7. HARDWARE & PERFORMANCE DISCLOSURES
- Background activity: The app performs background activity (including push-notification handling and periodic fetches) to keep your alerts updated. This activity may consume device battery and mobile data.
- Data costs: Monitoring public data feeds and receiving notifications may consume cellular data. We recommend connecting to Wi-Fi for extended use. We are not responsible for any cellular data costs you incur.
8. SECURITY
We implement industry-standard security measures, including encryption at rest and in transit. However, no method of transmission over the internet or electronic storage is 100% secure. We cannot guarantee absolute security.
9. CHILDREN’S PRIVACY
The Service is not directed to, and is not intended for use by, persons under the age of 18. We do not knowingly collect personal information from persons under 18. If we learn that we have collected such data, we will delete it.
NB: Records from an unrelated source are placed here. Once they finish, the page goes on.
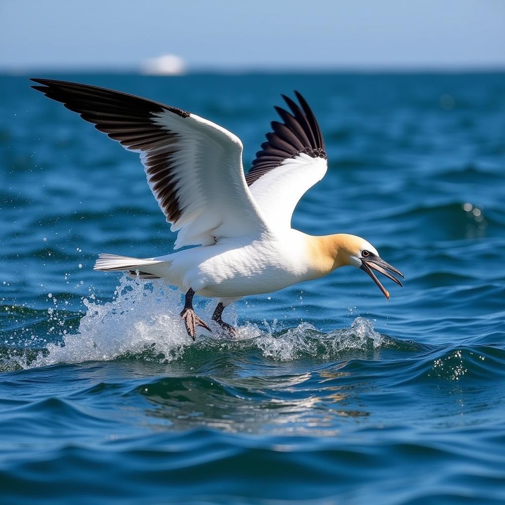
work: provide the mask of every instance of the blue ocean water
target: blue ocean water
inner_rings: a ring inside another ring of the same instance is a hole
[[[505,75],[39,76],[208,118],[246,167],[299,90],[329,170],[293,226],[407,281],[342,269],[193,343],[180,293],[92,270],[173,244],[137,156],[0,77],[3,505],[505,501]]]

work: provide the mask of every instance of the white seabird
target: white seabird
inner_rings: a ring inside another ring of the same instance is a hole
[[[217,297],[212,319],[232,334],[223,309],[243,296],[277,291],[350,265],[364,270],[389,298],[373,271],[400,286],[363,238],[337,234],[307,235],[291,227],[303,194],[326,172],[324,141],[314,114],[295,92],[299,105],[282,95],[290,112],[275,109],[283,122],[273,131],[244,176],[242,143],[203,118],[162,104],[86,84],[32,79],[34,89],[60,102],[129,150],[139,153],[147,182],[171,230],[174,248],[193,247],[139,259],[99,255],[94,269],[127,271],[141,279],[161,278],[186,293],[181,316],[188,333],[209,331],[195,314],[195,294]]]

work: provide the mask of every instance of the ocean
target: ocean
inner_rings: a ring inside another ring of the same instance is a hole
[[[329,168],[293,227],[406,281],[339,269],[193,343],[180,292],[92,270],[171,250],[137,155],[0,77],[3,505],[505,502],[505,74],[32,76],[194,112],[246,169],[299,90]]]

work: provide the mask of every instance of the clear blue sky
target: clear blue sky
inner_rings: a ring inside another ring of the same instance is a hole
[[[0,69],[505,68],[503,0],[0,0]]]

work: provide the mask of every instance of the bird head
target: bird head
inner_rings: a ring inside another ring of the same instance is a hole
[[[363,270],[372,278],[388,299],[389,299],[389,293],[377,278],[375,272],[378,272],[398,285],[402,286],[399,279],[391,272],[394,272],[405,279],[403,274],[384,261],[379,256],[377,250],[369,242],[355,235],[341,233],[332,236],[335,246],[333,249],[334,269],[350,265]]]

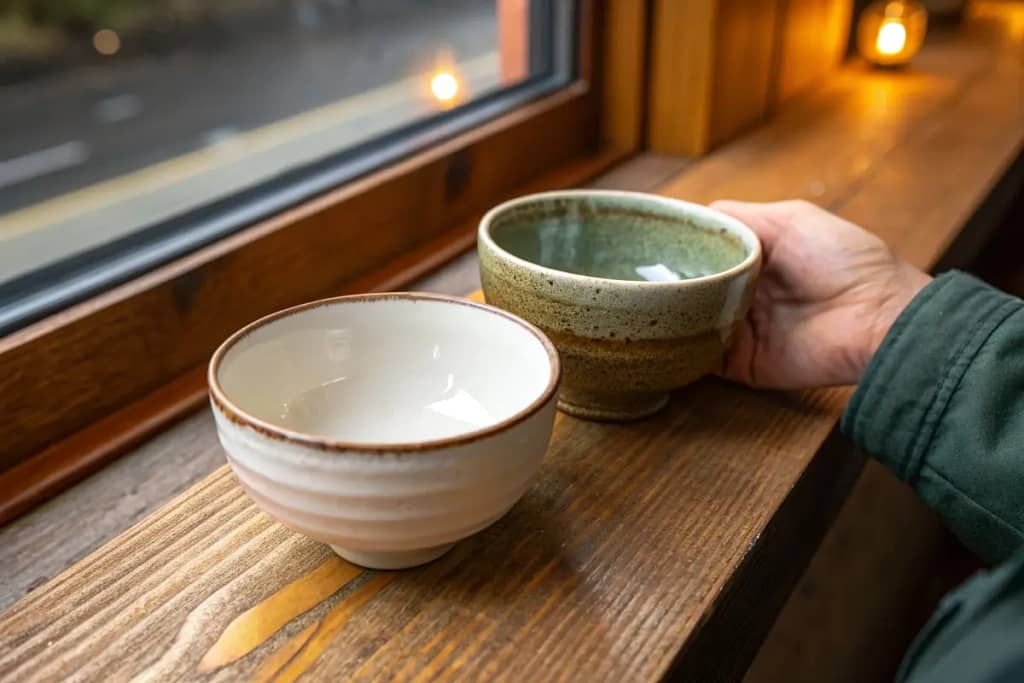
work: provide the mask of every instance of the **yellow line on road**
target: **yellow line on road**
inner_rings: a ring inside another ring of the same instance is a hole
[[[464,80],[471,80],[474,77],[495,73],[497,67],[497,53],[488,53],[462,62],[456,70]],[[138,171],[13,211],[0,216],[0,240],[53,225],[127,198],[152,193],[199,173],[239,162],[253,154],[327,130],[346,120],[409,101],[411,96],[415,97],[428,88],[426,85],[428,78],[428,74],[421,74],[395,81],[240,133],[221,144],[189,152]]]

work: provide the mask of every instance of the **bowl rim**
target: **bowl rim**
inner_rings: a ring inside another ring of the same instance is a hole
[[[651,204],[660,204],[670,209],[681,210],[690,215],[697,215],[703,218],[710,218],[724,223],[728,226],[728,229],[733,234],[736,234],[743,241],[743,246],[748,249],[748,254],[742,261],[733,265],[725,270],[719,272],[713,272],[709,275],[698,275],[696,278],[686,278],[685,280],[668,280],[668,281],[649,281],[649,280],[615,280],[614,278],[601,278],[599,275],[583,275],[575,272],[569,272],[567,270],[559,270],[558,268],[551,268],[546,265],[541,265],[540,263],[535,263],[534,261],[520,258],[508,251],[504,247],[500,246],[495,242],[494,237],[490,234],[490,227],[495,222],[497,216],[509,209],[513,209],[517,206],[523,204],[532,204],[540,200],[545,199],[573,199],[573,198],[598,198],[598,199],[632,199],[632,200],[642,200],[645,202],[650,202]],[[666,197],[664,195],[655,195],[651,193],[635,193],[628,191],[625,189],[553,189],[543,193],[534,193],[530,195],[523,195],[522,197],[517,197],[506,202],[502,202],[498,206],[494,207],[487,213],[483,215],[480,219],[480,225],[476,231],[477,242],[486,245],[490,251],[501,254],[502,258],[511,261],[521,267],[528,270],[539,272],[548,278],[563,279],[569,282],[578,283],[600,283],[605,284],[609,287],[637,287],[643,289],[665,289],[665,288],[679,288],[687,286],[695,286],[705,283],[714,283],[721,280],[729,280],[737,274],[745,272],[751,268],[757,266],[761,261],[762,257],[762,246],[761,239],[758,238],[757,233],[751,229],[741,220],[730,216],[727,213],[719,211],[718,209],[712,209],[709,206],[702,204],[695,204],[693,202],[687,202],[685,200],[675,199],[674,197]]]
[[[548,356],[548,384],[545,386],[544,390],[540,393],[537,398],[526,404],[524,408],[520,409],[513,415],[496,422],[493,425],[487,425],[486,427],[481,427],[479,429],[474,429],[472,431],[462,432],[454,436],[445,436],[443,438],[427,439],[422,441],[396,441],[396,442],[370,442],[370,441],[346,441],[343,439],[331,438],[329,436],[322,436],[313,434],[310,432],[296,431],[294,429],[289,429],[281,425],[276,425],[272,422],[262,420],[254,415],[244,411],[238,404],[234,403],[230,398],[228,398],[227,393],[220,386],[220,380],[217,378],[217,371],[220,369],[221,364],[227,353],[230,352],[231,348],[238,344],[240,341],[248,337],[250,334],[259,330],[267,325],[280,321],[291,315],[298,313],[303,313],[314,308],[319,308],[323,306],[336,306],[345,305],[351,303],[367,303],[373,301],[430,301],[434,303],[453,304],[460,306],[467,306],[469,308],[474,308],[478,311],[488,313],[492,315],[499,315],[501,317],[510,321],[511,323],[518,325],[520,328],[528,332],[535,339],[537,339],[541,346],[544,348]],[[298,445],[308,446],[316,449],[319,451],[330,451],[330,452],[356,452],[356,453],[369,453],[369,454],[398,454],[398,453],[422,453],[422,452],[432,452],[438,450],[444,450],[456,445],[465,445],[477,441],[486,436],[490,436],[498,432],[504,431],[509,427],[512,427],[527,418],[531,417],[534,414],[539,412],[542,408],[547,405],[554,397],[558,390],[558,383],[561,380],[562,368],[561,361],[558,356],[558,351],[555,349],[554,344],[550,339],[545,336],[545,334],[536,326],[522,319],[521,317],[514,315],[506,310],[502,310],[496,306],[490,306],[484,303],[477,303],[476,301],[470,301],[462,297],[449,296],[446,294],[432,294],[426,292],[381,292],[381,293],[371,293],[371,294],[350,294],[345,296],[330,297],[327,299],[318,299],[316,301],[309,301],[307,303],[302,303],[297,306],[291,306],[289,308],[284,308],[282,310],[269,313],[260,317],[252,323],[241,328],[234,332],[231,336],[225,339],[217,350],[213,352],[210,358],[210,364],[207,370],[207,383],[209,385],[210,400],[216,410],[219,410],[221,414],[234,424],[248,427],[273,439],[295,443]]]

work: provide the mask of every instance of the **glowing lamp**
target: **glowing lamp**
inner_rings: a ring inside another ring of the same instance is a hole
[[[916,0],[881,0],[864,9],[857,23],[860,55],[880,67],[901,67],[925,42],[928,12]]]
[[[430,77],[430,94],[444,109],[458,103],[460,90],[459,77],[451,71],[438,70]]]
10. CHANGES TO THIS POLICY
We may update this Privacy Policy from time to time. We will notify you of any material changes by posting the new policy on this page and updating the “Last Updated” date.
11. CONTACT US
If you have any questions or concerns about this Privacy Policy or our data practices, or to exercise any of your rights, please contact us at:
Enimerai Email: support@enimerai.com Postal address: [Case postale to be added — La Poste, Lausanne, Switzerland]
Enimerai is operated by a Swiss-based solo developer in Lausanne, Switzerland. We are the data controller for the personal data described in this Policy.